Meanwhile, those deserts are only growing and not just in rural America either.  In a wild social-media world, the newspaper is, it seems, beginning to go down. Only recently, for instance, the LA Times laid off 20% of its newsroom, 115 journalists (especially young ones of color), not to speak of its executive editor, managing editor, and Pulitzer Prize-winning Washington D.C. bureau chief. (And all of that came after a previous set of job slashes in June 2023.)

And the LA Times wasn’t exactly atypical. In 2023, the Washington Post also cut 240 jobs or 10% of its workforce, while Time magazine axed 15% of its editorial employees. All three were reportedly losing millions of dollars. (And keep in mind that the LA Times is owned by billionaire Patrick Soon-Shiong, the Post by billionaire Jeff Bezos, and Time by billionaire Marc Benioff.) Last year, there were at least 2,681 job cuts among news reporters across broadcast, digital, and print outfits and the numbers only seem to be growing.

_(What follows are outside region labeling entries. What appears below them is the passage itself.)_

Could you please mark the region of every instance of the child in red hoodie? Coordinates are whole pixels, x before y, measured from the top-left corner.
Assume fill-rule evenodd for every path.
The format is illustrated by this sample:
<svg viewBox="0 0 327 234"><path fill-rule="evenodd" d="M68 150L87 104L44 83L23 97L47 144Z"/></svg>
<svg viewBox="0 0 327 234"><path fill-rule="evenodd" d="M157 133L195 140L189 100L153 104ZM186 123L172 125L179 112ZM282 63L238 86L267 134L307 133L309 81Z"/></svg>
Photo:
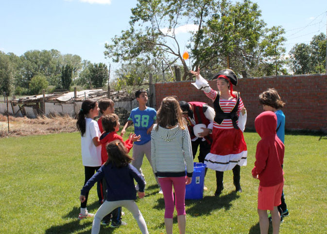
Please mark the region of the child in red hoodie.
<svg viewBox="0 0 327 234"><path fill-rule="evenodd" d="M100 136L100 141L101 143L101 162L103 165L108 159L108 153L106 147L108 143L115 140L119 140L122 142L126 149L127 152L133 147L133 143L139 140L140 136L136 136L135 134L131 134L125 142L123 141L122 137L117 134L119 131L120 124L119 122L119 117L115 114L110 114L103 116L101 117L102 126L103 128L103 133ZM105 201L106 195L106 186L104 181L102 183L102 196L103 201ZM110 192L110 191L109 191ZM121 221L121 207L118 207L106 216L101 221L103 225L109 224L111 219L111 227L116 227L121 225L125 225L126 223Z"/></svg>
<svg viewBox="0 0 327 234"><path fill-rule="evenodd" d="M273 220L274 233L278 233L280 216L277 206L280 204L284 172L284 144L276 134L277 117L272 111L261 113L255 121L256 130L261 137L257 145L256 162L252 176L260 181L258 191L258 212L260 231L268 233L269 227L267 211Z"/></svg>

So, as we head into the 2024 election season, news readers, whether in rural America or in some of its biggest cities, may find themselves in growing news deserts — as You Know Who once again takes center stage, a tweet at a time. Tom

Local Newspapers Are Lifelines for Climate-Disaster Communities

Can They Survive the News Desert?

When wildfires began erupting in the Texas Panhandle in February, Laurie Ezzell Brown, the editor and publisher of the Canadian Record, was in Houston on a panel discussing ways in which losing local newspapers represents a danger to democracy. Running the once-a-week Record from the Panhandle town of Canadian, she certainly knew something about the rise of "news deserts" in this country. While she was meeting with other journalists concerned about disappearing local newspapers, Brown kept an eye on reports about ignitions sparking wildfires west of her town and posted updates from afar so that her readers would remain informed.

“Those fires never stay in the next county,” Brown said grimly. And indeed, as the flames galloped through fallow fields and approached her hometown, she began a desperate drive back to Canadian with a friend. In and out of cell coverage, traveling through black-ash smoke, she saw distinctly apocalyptic scenes of torched trees and powerlines dangling from still-burning poles. As she went, she posted every scrap of information she could get for the scattered and distraught readers of her paper. How else would they know about the houses that were being torched ever closer to their own homes?